Monthly Archives: May 2016

Bacteriophage Genome assembly

Recently, we published a paper in PeerJ titled “Assessing Illumina technology for the high-throughput sequencing of bacteriophage genomes “. The work on this problem started several years ago, when I was actively encouraged (forced) to write a blog post on the Warwick Microbiology and Infection Unit blog (http://blogs.warwick.ac.uk/microbialunderground/). At the time, I looked at some basic parameters that influenced the assembly of bacterial genomes and showed how above a certain coverage there was no benefit in increasing sequencing depth alone. 

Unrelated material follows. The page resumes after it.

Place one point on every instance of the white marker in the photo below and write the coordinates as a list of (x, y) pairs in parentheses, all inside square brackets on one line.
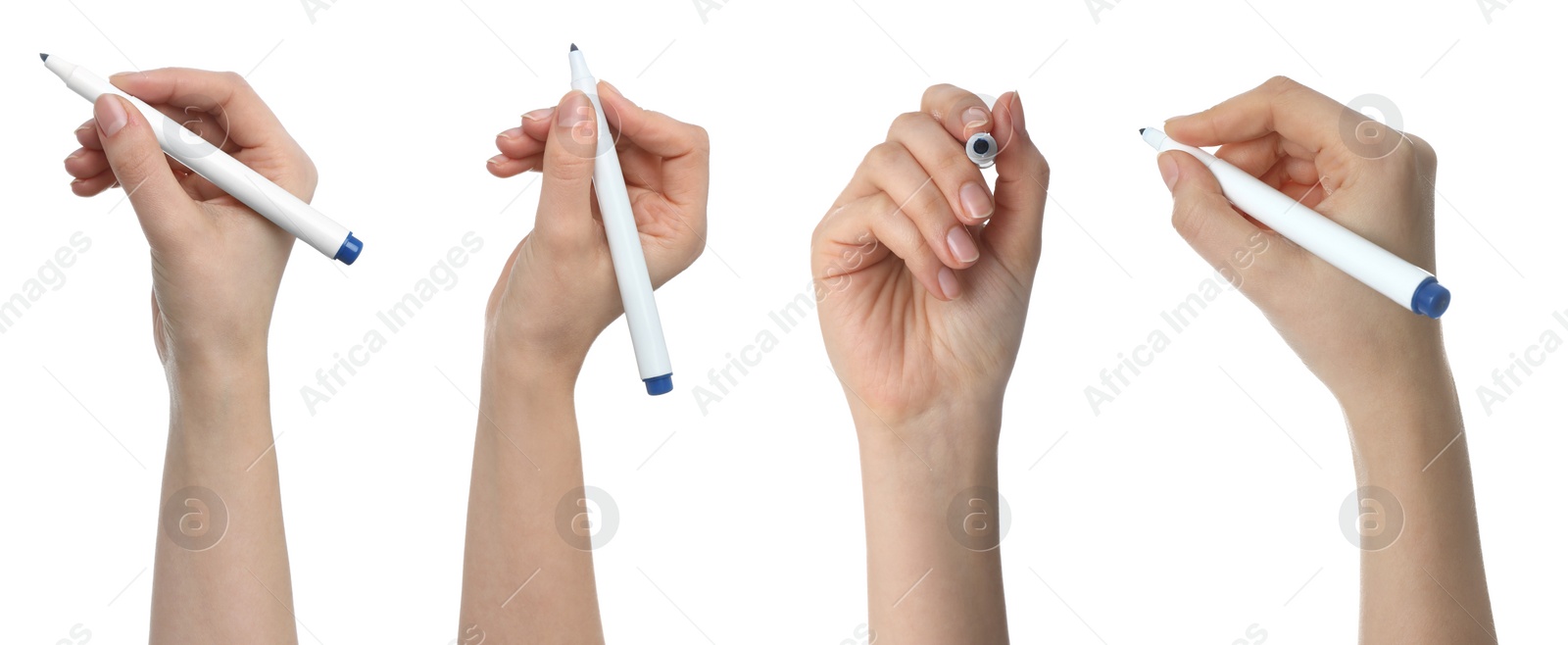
[(1385, 272), (234, 177), (626, 247), (982, 149)]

Given my interested in bacteriophage genomes and some work we were doing on sequencing multiple phage genomes, I started to look at the amount of sequence coverage required to successfully assemble bacteriophage genomes.  Combined with a throwaway comment on a grant review I received saying that  “it won’t work anyway, as most phage genomes cannot be assembled”, I had enough motivation to start looking at this in far more detail, largely out of frustration and the wish to prove the reviewer wrong.

Using in silico modelling of ~2000 complete phage genomes from ENA (some later got removed as the initial assemblies contained too many ambiguous bases), we investigated how increasing the depth of coverage and insert size affected the assembly of phage genomes when using SPAdes as an assembly algorithm. We demonstrated that the majority of bacteriophage genomes could be assembled without errors and went on to test this in vitro, by the sequencing of some novel phage genomes.

The resulting paper was submitted to PeerJ, where I experienced, for the first time, open peer review, as two of the four reviewers signed their reviews. An interesting observation from the review was that the two signed reviews provided the most useful critique by far. The feedback from the reviewers undoubtedly improved the manuscript by requesting that we further test our hypothesis using additional two assemblyalgorithms (Ray & Velvet), using a variety of sequencing depths and insert sizes.

As a result, after completing ~ 75,000 phage assemblies with a range of insert sizes, sequencing depths and assembly algorithms,we demonstrated that:

  • The majority of phage genomes (>98 %) can be completely assembled at 30x coverage
  • Multiple phages can be combined in a single sequencing library
  • the sequenced phage genomes from combined libraries can be completely reconstructed.

For full details, check out the paper:
Assessing Illumina technology for the high-throughput sequencing of bacteriophage genomes.
Rihtman B, Meaden S, Clokie MR, Koskella B, Millard AD.
PeerJ. 2016 Jun 1;4:e2055. doi: 10.7717/peerj.2055. eCollection 2016.